THE PITCH: "Boardwalk Empire's" Kelly Macdonald voices Merida, a tomboy princess in 11th century Scotland who resists her mother's (Emma Thompson) desire to marry her to the heir of a powerful clan. Without spoiling anything, let's say Merida's attempt to avoid her fate via a magic spell does not go to plan.
MONEY SHOTS: Merida competes for her own self-determination in an archery tournament (already available on-line). A huge, battle-scarred bear called Mor'du makes several terrifying attacks. Later in the film Merida encounters a bear with hilariously dainty manners who provides some of the best jokes. Merida's three brothers provide slapstick highlights, but aren't quite as adorable as the movie seems to believe.

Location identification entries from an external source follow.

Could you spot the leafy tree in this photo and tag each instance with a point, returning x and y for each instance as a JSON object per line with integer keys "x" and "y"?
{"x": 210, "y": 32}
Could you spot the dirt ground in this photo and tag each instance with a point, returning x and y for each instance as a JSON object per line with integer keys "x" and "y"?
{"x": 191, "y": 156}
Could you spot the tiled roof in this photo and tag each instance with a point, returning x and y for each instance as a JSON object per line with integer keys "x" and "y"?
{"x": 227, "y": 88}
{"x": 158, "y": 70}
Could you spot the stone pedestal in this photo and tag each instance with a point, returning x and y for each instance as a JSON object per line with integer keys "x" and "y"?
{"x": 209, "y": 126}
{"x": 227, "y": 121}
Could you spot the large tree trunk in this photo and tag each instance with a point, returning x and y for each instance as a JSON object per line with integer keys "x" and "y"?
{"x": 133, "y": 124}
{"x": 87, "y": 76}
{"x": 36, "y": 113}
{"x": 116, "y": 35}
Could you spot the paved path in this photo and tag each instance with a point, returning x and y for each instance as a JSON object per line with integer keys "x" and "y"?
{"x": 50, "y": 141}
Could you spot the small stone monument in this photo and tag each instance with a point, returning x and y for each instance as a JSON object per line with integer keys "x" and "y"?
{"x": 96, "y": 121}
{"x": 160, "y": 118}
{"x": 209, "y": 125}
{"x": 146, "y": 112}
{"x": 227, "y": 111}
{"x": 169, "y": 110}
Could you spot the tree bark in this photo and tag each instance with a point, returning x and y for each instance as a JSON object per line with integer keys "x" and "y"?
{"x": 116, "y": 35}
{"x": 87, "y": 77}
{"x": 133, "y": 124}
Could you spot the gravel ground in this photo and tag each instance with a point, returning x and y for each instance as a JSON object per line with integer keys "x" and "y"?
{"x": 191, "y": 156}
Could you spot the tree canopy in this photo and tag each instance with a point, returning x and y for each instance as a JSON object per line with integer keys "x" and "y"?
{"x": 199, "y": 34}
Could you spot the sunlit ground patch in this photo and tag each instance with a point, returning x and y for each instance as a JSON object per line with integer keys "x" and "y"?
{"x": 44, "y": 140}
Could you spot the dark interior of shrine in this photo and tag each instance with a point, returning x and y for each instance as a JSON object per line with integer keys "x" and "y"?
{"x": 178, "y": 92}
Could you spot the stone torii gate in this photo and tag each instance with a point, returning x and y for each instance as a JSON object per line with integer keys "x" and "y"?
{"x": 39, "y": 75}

BEST LINE: "You're covered with fur! You're not naked!" Merida exclaims to a bashful bear. Nevertheless, a close-up of a buxom servant's cleavage, a glimpse of unclad lads and brief buffalo shots of kiltless highlanders give Brave more (human) nudity than any previous Pixar film.
INEVITABLE SCOTTISH CLICHÉ: Merida's mother scolds her sons, "Boys, don't just play with your haggis!" Also, characters say "Och!" a lot.
BODY COUNT: A scene at a deserted throne room features numerous skeletons and Merida's father Fergus (Billy Connolly) has a peg-leg following a run-in with Mur'da. Otherwise, the friendly brawls and more brutal battles seem to cause no permanent injury to the human characters.
FASHION STATEMENTS: Rendered in CGI with 1,500 curls, Merida's wild red hair defines her uncontrollable nature. A funny sight gag finds Merida's hear crammed into a coif at the bursting point. Not surprisingly, the male characters go all out with tartans and kilts.
SOUNDTRACK HIGHLIGHTS: Julie Fowlis croons the standard-issue empowerment ballad "Touch the Sky." Mumford & Sons sing "Learn Me Right." Emma Thompson herself trills a bit of "Noble Maiden Fair (A Mhaighdean Bhan Uasal)."
POP REFERENCES: One of the clans favor the blue face-paint we know and love from Braveheart. Robin Hood inspires the archery contest. A busy broom evokes "The Sorcerer's Apprentice" from Fantasia. Apparently the Pizza Planet truck can be spotted in a cottage full of woodcarvings, but I didn't see it. The blue will-o-the-wisps make little squeaks reminiscent of the bouncing lamp from the Pixar logo.
LONG LINE OF ROYALTY: As a period piece with a female lead, Brave belongs less in the company of Pixar's snappy comedy adventures like the Toy Story movies and more with the Disney Princess films, notably Beauty and the Beast, Mulan and Tangled. Consequently the film's first act feels a little familiar and not as fresh as Pixar's best.
EXTRAS?: Brave is preceded by the latest Pixar short, "La Luna," a moonstruck trifle that emphasizes gentle whimsy over zippy punchlines. (You may have already seen "La Luna" in the 2012 program of Oscar nominated shorts.) There's a very funny stinger at the end of the closing credits, so be sure to stick around.
AND THE MORAL OF THE STORY IS: People, especially women, should be able to dictate their own destinies, as the film repeats many times. The more implicit message, of course, is that if you ever get to make a wish or cast a spell, make sure you get the wording right. Like, write it out first before saying it aloud.
THE BOTTOM LINE: Brave breaks tradition with Disney princess movies by building a touching story about a mother-daughter relationship, when usually the moms are out of the picture. Despite the spectacular animation, Brave's story feels a little small, but it culminates with a thrilling confrontation and a reconciliation that'll give you the warm fuzzies.